La France unanime contre les trusts

    Il est certain que la nationalisation des entreprises des trusts comportera des avantages non moins importants pour le personnel ouvrier, pour le public, pour les finances ou la monnaie de l'Etat, etc... On a maintes fois montré, par exemple, comment la nationalisation des assurances débarrasserait l'Etat français de la menace que font peser sur lui les compagnies détentrices de valeurs d'Etat acquises avec l'argent soutiré à la masse des Français, comment elle permettrait d'abaisser le taux des primes et ainsi de suite.

    Tout le monde a vu pendant cette guerre les Banques se borner à empocher des dizaines de milliards en remplissant simplement le rôle d'intermédiaires entre le public et l'Etat pour le placement des titres, ce qu'un service public bancaire aurait fait à bien meilleur compte ; si les Caisses d'Epargne ont maintenu un taux d'intérêt en rapport avec le loyer de l'argent, les Banques ne servent pratiquement plus d'intérêts à leurs déposants, exception faite pour quelques gros comptes. Les Banques exercent en tout temps une pression sur les gouvernements, sur les industriels et les commerçants.

    On pourrait accumuler les considérations de ce genre. Nous les avons toutes laissées de côté dans l'exposé qui précède. L'intérêt national sous ses formes les plus directes a été notre seul critérium. Nous n'attaquons pas ici les trusts au nom de leur malfaisance sociale, en nous plaçant à un point de vue démocratique. Nous les attaquons avec tous les Français comme traîtres au pays.

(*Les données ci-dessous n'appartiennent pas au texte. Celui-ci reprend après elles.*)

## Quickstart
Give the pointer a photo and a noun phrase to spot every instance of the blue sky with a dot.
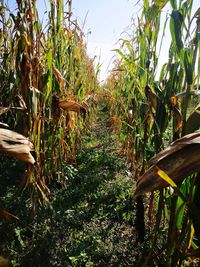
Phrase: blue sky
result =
(104, 22)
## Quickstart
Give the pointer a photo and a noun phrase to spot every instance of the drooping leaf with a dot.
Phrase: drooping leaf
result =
(179, 160)
(165, 177)
(193, 122)
(16, 145)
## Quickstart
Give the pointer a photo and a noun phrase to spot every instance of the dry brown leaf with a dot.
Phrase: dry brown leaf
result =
(71, 105)
(179, 160)
(16, 145)
(4, 262)
(60, 79)
(3, 110)
(7, 215)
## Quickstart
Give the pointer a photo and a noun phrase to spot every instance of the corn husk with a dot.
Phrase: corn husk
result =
(16, 145)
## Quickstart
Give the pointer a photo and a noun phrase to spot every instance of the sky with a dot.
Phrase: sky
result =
(104, 22)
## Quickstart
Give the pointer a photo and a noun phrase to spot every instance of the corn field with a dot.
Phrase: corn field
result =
(50, 95)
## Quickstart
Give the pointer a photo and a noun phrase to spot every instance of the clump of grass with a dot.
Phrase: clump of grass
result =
(42, 66)
(151, 112)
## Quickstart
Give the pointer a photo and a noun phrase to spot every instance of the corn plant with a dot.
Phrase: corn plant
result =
(154, 112)
(45, 78)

    La France elle-même se dresse contre les hommes des trusts. Elle leur dit :

    Vous êtes coupables de haute trahison, parce que maîtres de l'économie nationale depuis plus de cinquante ans, vous avez par votre soif du profit, par votre malthusianisme égoïste, provoqué progressivement l'affaiblissement économique et démographique, politique et militaire de mon peuple.

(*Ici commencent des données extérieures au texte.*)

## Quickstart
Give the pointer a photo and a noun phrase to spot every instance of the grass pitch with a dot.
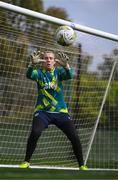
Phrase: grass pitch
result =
(41, 174)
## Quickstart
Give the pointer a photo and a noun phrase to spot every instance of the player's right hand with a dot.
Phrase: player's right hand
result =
(37, 57)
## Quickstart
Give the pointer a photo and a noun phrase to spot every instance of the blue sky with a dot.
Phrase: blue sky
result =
(98, 14)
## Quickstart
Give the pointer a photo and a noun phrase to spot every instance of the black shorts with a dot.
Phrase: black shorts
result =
(52, 118)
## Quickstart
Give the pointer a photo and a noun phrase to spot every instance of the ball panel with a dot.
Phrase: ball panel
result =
(65, 35)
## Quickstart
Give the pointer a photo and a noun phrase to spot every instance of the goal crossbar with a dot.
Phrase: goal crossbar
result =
(55, 20)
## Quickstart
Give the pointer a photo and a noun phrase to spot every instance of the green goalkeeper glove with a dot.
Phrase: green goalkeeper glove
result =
(36, 58)
(63, 60)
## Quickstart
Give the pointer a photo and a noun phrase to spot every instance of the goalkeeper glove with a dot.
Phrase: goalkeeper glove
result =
(63, 60)
(36, 58)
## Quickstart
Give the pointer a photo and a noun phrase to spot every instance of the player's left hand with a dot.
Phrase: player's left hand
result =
(63, 60)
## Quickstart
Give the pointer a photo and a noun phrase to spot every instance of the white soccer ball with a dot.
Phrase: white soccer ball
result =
(65, 35)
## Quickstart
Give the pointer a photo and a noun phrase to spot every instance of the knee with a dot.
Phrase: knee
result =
(35, 134)
(74, 138)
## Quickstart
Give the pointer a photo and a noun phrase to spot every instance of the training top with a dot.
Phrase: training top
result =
(50, 89)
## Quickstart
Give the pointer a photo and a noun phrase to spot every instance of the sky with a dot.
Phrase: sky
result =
(98, 14)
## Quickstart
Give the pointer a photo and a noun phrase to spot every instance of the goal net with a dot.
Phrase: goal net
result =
(92, 96)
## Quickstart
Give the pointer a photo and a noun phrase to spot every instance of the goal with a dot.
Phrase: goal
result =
(92, 96)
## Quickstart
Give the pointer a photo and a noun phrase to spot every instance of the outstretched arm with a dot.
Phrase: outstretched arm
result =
(35, 58)
(66, 72)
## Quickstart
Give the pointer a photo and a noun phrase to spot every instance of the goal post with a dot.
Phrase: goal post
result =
(91, 96)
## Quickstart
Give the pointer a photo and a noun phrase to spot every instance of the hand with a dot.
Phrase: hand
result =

    Vous êtes coupables de haute trahison, parce que de 1933 à 1940, vous m'avez trahie par haine des travailleurs, sabotant les fabrications de guerre par opposition aux lois sociales, subventionnant la cinquième Colonne hitlérienne pour abattre la démocratie et ruinant mes alliances.

    Vous êtes coupables de haute trahison, parce que, depuis 1940, vous avez partagé mes dépouilles avec l'ennemi, livrant toutes mes richesses, déportant mes enfants, convertissant en fleuves d'or les larmes de mes yeux, et le sang des meilleurs des Français désignés par vous aux exécuteurs.

    Vous êtes coupables de haute trahison, parce qu'aujourd'hui encore, vous ne songez à rien d'autre qu'à constituer des groupes de guerre civile en essayant, d'une part, d'agir par ruse dans les organisations de résistance, et en subventionnant d'autre part les milices fascistes.

    Vous êtes coupables de haute trahison, et c'est pourquoi vous n'inspirez qu'horreur à tous les bons Français, vous ne méritez que la perte de vos biens et le châtiment suprême.